Please double-check that these operations happen in the intended filesystem. Code running on the host should not assume Docker container paths exist on the host. Where the target is the reviewed kernel tree inside Docker, use the existing Docker/container mechanisms.

6. Keep the PR description aligned with the diff

The PR description mentions review ordering, kwargs filtering, and tests, but I do not see all of that reflected in the diff.
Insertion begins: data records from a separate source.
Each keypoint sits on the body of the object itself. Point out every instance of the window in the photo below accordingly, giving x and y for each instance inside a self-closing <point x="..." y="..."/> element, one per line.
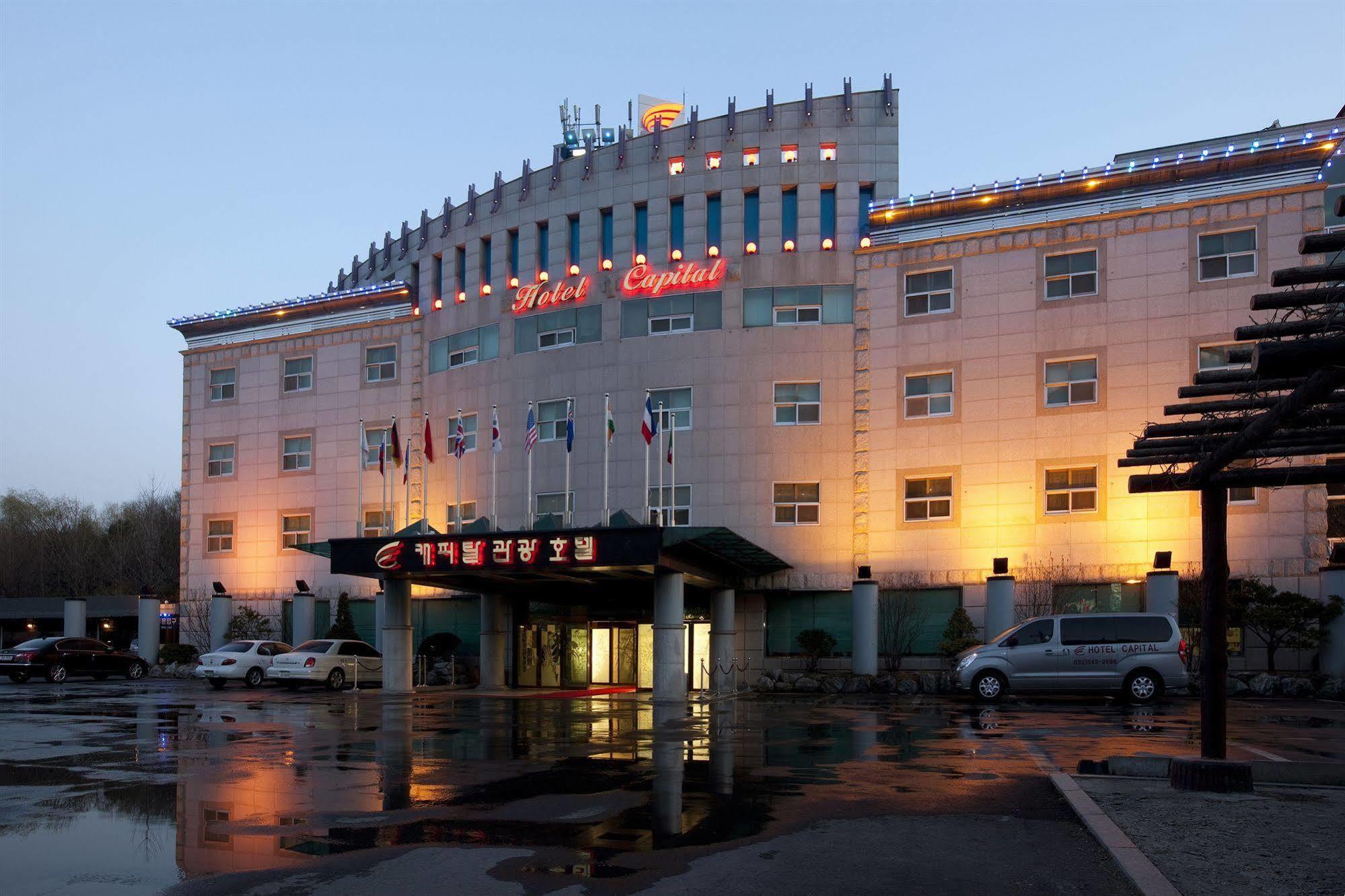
<point x="219" y="536"/>
<point x="295" y="529"/>
<point x="930" y="293"/>
<point x="1073" y="490"/>
<point x="222" y="384"/>
<point x="797" y="504"/>
<point x="297" y="454"/>
<point x="798" y="404"/>
<point x="299" y="375"/>
<point x="381" y="364"/>
<point x="463" y="513"/>
<point x="1071" y="383"/>
<point x="1073" y="275"/>
<point x="1225" y="256"/>
<point x="674" y="505"/>
<point x="929" y="498"/>
<point x="1216" y="357"/>
<point x="930" y="396"/>
<point x="550" y="420"/>
<point x="677" y="406"/>
<point x="219" y="461"/>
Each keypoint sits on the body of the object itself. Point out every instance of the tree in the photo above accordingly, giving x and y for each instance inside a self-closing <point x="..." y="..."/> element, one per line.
<point x="1282" y="620"/>
<point x="815" y="644"/>
<point x="959" y="634"/>
<point x="344" y="624"/>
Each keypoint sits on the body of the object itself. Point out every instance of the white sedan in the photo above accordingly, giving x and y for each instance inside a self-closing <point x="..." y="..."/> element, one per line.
<point x="245" y="661"/>
<point x="328" y="661"/>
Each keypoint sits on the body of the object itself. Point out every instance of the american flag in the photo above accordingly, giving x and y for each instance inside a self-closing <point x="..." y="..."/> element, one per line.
<point x="532" y="431"/>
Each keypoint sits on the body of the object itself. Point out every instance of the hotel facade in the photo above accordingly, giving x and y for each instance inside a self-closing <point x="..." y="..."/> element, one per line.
<point x="853" y="379"/>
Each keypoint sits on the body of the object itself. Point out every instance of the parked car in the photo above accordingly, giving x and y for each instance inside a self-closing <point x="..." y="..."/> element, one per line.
<point x="1137" y="656"/>
<point x="58" y="659"/>
<point x="328" y="661"/>
<point x="245" y="661"/>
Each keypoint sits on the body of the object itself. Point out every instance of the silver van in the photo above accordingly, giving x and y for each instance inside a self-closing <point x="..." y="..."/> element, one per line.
<point x="1133" y="655"/>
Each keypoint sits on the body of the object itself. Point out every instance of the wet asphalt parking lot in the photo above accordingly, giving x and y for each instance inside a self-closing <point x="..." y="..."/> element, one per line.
<point x="117" y="788"/>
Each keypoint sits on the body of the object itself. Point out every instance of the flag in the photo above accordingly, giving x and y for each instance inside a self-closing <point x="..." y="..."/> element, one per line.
<point x="532" y="431"/>
<point x="569" y="426"/>
<point x="650" y="427"/>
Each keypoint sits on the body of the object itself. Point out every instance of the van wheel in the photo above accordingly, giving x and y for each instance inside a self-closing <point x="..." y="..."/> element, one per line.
<point x="989" y="687"/>
<point x="1142" y="687"/>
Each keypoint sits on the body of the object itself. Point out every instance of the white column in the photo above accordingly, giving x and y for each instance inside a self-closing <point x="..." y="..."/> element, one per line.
<point x="493" y="641"/>
<point x="669" y="638"/>
<point x="148" y="634"/>
<point x="1332" y="656"/>
<point x="1161" y="593"/>
<point x="77" y="618"/>
<point x="397" y="637"/>
<point x="721" y="638"/>
<point x="864" y="628"/>
<point x="301" y="618"/>
<point x="998" y="605"/>
<point x="221" y="613"/>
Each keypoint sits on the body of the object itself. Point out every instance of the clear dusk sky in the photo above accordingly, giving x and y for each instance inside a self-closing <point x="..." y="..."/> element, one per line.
<point x="159" y="159"/>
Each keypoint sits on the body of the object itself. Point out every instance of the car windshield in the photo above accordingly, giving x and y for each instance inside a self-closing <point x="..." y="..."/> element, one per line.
<point x="314" y="648"/>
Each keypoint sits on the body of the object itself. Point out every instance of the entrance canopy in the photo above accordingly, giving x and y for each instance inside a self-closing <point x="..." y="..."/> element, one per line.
<point x="503" y="562"/>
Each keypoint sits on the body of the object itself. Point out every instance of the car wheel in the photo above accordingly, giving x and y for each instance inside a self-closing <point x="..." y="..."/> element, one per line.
<point x="989" y="687"/>
<point x="1142" y="687"/>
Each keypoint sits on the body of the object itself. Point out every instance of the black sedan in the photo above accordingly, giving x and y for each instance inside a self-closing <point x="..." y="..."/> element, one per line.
<point x="58" y="659"/>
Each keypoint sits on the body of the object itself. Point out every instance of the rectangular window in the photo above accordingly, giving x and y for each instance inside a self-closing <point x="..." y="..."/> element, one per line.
<point x="798" y="404"/>
<point x="713" y="215"/>
<point x="677" y="408"/>
<point x="222" y="384"/>
<point x="930" y="293"/>
<point x="930" y="395"/>
<point x="296" y="454"/>
<point x="295" y="531"/>
<point x="670" y="505"/>
<point x="219" y="461"/>
<point x="219" y="536"/>
<point x="1071" y="383"/>
<point x="299" y="375"/>
<point x="929" y="498"/>
<point x="797" y="504"/>
<point x="381" y="364"/>
<point x="1073" y="490"/>
<point x="1225" y="256"/>
<point x="1073" y="275"/>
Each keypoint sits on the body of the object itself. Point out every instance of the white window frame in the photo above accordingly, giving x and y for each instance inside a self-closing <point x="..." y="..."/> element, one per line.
<point x="1071" y="490"/>
<point x="778" y="404"/>
<point x="795" y="505"/>
<point x="926" y="295"/>
<point x="231" y="385"/>
<point x="1226" y="256"/>
<point x="1047" y="385"/>
<point x="379" y="367"/>
<point x="907" y="398"/>
<point x="907" y="502"/>
<point x="1070" y="276"/>
<point x="211" y="462"/>
<point x="297" y="377"/>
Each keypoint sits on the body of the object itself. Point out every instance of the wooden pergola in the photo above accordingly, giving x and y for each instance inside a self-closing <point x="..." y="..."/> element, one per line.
<point x="1265" y="424"/>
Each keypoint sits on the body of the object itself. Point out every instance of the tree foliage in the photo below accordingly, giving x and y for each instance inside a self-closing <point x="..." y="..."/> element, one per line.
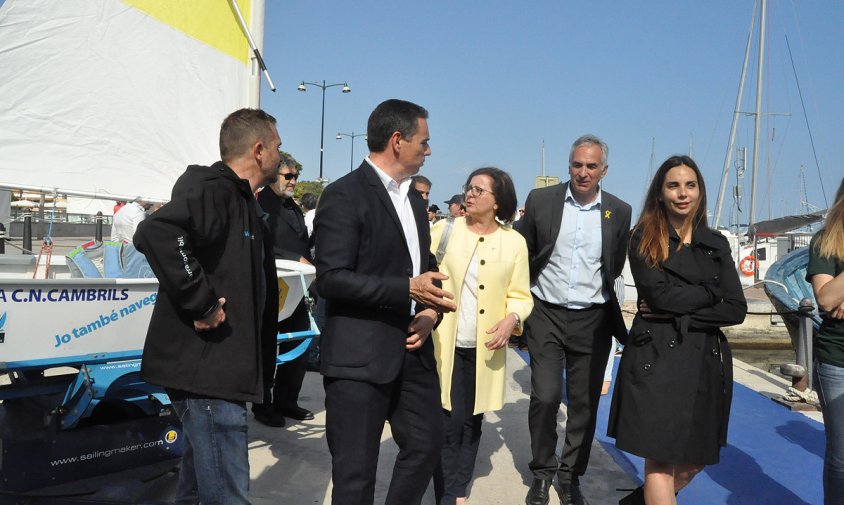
<point x="303" y="187"/>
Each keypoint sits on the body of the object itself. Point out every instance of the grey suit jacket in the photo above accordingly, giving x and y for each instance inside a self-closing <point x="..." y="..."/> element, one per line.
<point x="541" y="225"/>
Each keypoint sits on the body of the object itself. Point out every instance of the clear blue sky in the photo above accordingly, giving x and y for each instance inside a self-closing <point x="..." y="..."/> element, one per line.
<point x="499" y="77"/>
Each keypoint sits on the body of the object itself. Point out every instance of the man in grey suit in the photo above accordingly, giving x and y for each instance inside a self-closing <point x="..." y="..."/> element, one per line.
<point x="577" y="237"/>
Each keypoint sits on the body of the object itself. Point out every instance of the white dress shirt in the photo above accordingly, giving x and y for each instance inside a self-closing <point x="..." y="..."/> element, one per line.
<point x="398" y="195"/>
<point x="573" y="276"/>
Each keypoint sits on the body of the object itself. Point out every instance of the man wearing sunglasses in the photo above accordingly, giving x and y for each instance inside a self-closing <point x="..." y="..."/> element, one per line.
<point x="290" y="242"/>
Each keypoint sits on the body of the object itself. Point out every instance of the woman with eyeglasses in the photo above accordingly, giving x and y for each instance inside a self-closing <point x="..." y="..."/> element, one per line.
<point x="826" y="273"/>
<point x="674" y="384"/>
<point x="487" y="267"/>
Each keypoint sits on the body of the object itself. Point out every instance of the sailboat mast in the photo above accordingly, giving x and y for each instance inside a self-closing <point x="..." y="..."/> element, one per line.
<point x="257" y="26"/>
<point x="736" y="114"/>
<point x="757" y="124"/>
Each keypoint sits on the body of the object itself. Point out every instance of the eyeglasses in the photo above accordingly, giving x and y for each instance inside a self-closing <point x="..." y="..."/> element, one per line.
<point x="475" y="191"/>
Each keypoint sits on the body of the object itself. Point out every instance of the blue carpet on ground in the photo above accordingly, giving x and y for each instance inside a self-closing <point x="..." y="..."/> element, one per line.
<point x="774" y="456"/>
Please either update the PR description to match the actual implementation, or include the missing pieces in this PR. If tests are added, please follow the earlier feedback and prefer system-style fixer tests over trivial unit tests: apply a patch, run the review, run the fixer, and assert the fixer output.

7. Remove or justify unused Dockerfile changes

The earlier comments asked to remove fixer Dockerfiles that do not add anything over the base image. The current diff no longer has CheckpatchFixer.Dockerfile / SparseFixer.Dockerfile, which is good.

However, the PR now adds KernelDocRag.Dockerfile. Please remove it if it is not actually used by the container selection flow, or explain how it is built and selected. If chromadb is already added as a Python dependency, this Dockerfile may not be needed.